Is it any wonder that the Wall Street occupation is capturing the country's attention? Who among us isn't deeply frustrated and fearful and just plain fed up? The fact is, everyone has had it with the recession that's never gone away. There's no end in sight to the housing crisis or to our record levels of unemployment. Too many people just don't have jobs, nor do they have any confidence or hope of getting reemployed in the future. It feels like everywhere you turn, the news is pitiful.
Meanwhile, government is in perpetual gridlock. Cynicism seems only too reasonable: too often legislators talk a good game when they are running. But then they get into office, and everything just stays the same.
Three years ago, the nation went to the polls amidst a wild outpouring of support for a silver-tongued man who seemed capable of making a real difference in the White House. He was elected by record numbers of first-time voters and with a giddy enthusiasm from young and old people alike -- we hadn't seen the likes of it in decades. The country seemed poised on the edge of a new progressive era.
Soon enough, though, it became clear that was all an illusion. What was that Obama used to say about hope? Hard to remember. Obama went back and forth -- one day standing up to the banks and insurance companies -- the next day giving in to the big money that's captured both political parties. Some of us feel like such demoralized dopes for believing that a candidate could really act tough against corporate money.
Like the rest of us, the "kids" are rather desperate, and looking for hope. They represent a generation that faces a dismal, if not completely hopeless, job market. Sure, there is theater and theatrics in the occupation, but at heart, the protesters are saying very serious things, things that everyone should already know: that the economic and political systems in this country are broken and profoundly unfair and flawed at their very heart.
The protesters have been criticized for not articulating their demands, but if you ask any of them why they are there, they are pretty damn clear in delivering a coherent and compelling message. They articulate what everybody knows to be true: too often, it's the big bucks corporations -- now regarded under the law as individuals entitled to free speech and other human rights -- that dictate law-making and governing in this country.

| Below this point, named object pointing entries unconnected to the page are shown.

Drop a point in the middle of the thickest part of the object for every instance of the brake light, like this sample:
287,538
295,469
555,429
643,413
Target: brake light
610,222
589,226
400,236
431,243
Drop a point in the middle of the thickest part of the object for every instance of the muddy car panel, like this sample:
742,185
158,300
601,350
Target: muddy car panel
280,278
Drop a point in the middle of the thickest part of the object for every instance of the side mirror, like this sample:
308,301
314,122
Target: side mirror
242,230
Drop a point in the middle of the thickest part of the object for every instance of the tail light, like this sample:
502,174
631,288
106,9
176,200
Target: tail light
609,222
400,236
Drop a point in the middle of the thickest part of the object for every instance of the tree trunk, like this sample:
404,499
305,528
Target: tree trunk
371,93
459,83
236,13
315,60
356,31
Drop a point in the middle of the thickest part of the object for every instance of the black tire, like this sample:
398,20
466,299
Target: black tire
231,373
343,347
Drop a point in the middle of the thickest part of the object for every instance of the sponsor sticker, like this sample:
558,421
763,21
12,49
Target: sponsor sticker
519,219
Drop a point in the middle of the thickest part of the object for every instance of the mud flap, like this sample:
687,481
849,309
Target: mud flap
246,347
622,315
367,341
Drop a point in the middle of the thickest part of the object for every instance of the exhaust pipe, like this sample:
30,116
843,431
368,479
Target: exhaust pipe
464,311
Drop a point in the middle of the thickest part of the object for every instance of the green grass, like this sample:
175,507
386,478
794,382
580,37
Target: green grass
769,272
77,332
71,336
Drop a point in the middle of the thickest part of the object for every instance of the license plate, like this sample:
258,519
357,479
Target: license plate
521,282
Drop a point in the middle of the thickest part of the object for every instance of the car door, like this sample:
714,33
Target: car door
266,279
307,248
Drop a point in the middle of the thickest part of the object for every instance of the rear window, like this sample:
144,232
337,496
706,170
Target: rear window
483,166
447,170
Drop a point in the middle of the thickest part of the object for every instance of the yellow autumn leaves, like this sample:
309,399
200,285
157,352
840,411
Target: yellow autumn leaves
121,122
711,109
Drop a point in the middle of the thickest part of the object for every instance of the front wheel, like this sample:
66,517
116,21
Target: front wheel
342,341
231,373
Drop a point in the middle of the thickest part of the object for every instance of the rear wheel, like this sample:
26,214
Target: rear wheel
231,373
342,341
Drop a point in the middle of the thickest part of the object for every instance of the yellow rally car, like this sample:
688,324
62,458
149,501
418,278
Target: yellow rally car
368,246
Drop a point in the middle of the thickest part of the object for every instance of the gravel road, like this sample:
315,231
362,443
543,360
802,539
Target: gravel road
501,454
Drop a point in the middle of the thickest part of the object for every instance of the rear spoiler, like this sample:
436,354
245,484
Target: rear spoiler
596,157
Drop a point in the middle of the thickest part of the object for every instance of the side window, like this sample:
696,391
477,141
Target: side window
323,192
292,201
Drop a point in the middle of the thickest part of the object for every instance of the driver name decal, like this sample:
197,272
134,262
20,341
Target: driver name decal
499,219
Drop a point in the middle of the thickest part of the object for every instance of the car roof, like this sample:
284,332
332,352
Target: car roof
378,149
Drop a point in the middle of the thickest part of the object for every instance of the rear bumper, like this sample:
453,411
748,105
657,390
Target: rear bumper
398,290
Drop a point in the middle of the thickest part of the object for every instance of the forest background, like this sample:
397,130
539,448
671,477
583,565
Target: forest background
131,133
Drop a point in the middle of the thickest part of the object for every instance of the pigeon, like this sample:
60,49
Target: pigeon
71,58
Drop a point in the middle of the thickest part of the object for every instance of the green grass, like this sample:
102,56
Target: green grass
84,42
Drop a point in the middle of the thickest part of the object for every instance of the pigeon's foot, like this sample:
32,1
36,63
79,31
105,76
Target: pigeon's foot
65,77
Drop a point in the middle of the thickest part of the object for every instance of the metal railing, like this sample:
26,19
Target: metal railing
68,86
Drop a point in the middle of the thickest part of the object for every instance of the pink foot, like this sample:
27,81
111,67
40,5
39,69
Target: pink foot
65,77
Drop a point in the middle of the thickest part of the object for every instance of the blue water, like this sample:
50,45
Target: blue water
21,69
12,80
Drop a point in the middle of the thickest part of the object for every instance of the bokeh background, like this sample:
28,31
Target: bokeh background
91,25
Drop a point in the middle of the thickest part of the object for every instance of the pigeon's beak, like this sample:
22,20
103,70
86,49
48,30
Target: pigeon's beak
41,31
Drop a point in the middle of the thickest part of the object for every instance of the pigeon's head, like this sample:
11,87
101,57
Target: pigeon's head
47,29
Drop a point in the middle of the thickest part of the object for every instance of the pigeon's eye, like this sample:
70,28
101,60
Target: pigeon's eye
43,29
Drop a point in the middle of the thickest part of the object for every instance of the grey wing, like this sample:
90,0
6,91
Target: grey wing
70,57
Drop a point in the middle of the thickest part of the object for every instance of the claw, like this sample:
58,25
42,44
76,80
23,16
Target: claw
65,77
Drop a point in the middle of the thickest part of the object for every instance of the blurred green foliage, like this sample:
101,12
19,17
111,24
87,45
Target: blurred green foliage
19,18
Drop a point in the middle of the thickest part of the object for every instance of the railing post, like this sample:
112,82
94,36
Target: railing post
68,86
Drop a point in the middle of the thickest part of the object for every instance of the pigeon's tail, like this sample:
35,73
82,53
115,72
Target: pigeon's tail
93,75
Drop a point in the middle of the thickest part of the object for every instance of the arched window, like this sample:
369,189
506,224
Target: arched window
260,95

It's the big banks, the big insurance companies, the big stockbrokers, etc. etc. who call the shots, and who have got Congress' and the president's ear.
Corporations wield way too much power and steer our country, while the rest of us are powerless. We sit back and suffer the consequences.
So now what? While the protest stirs up at Wall Street's doorstep, the only meaningful way to fix the system is to initiate serious campaign finance reform at all levels of government. In other words, we must institute changes that will enable us to elect individuals who are not beholden to large corporate interests.
Is that possible? Is there a set of legislators out there ready to lead the fight to bring fundamental reform to the way we elect our leaders? And if so, might it be time for them to step forward to lead the protesters toward this constructive change?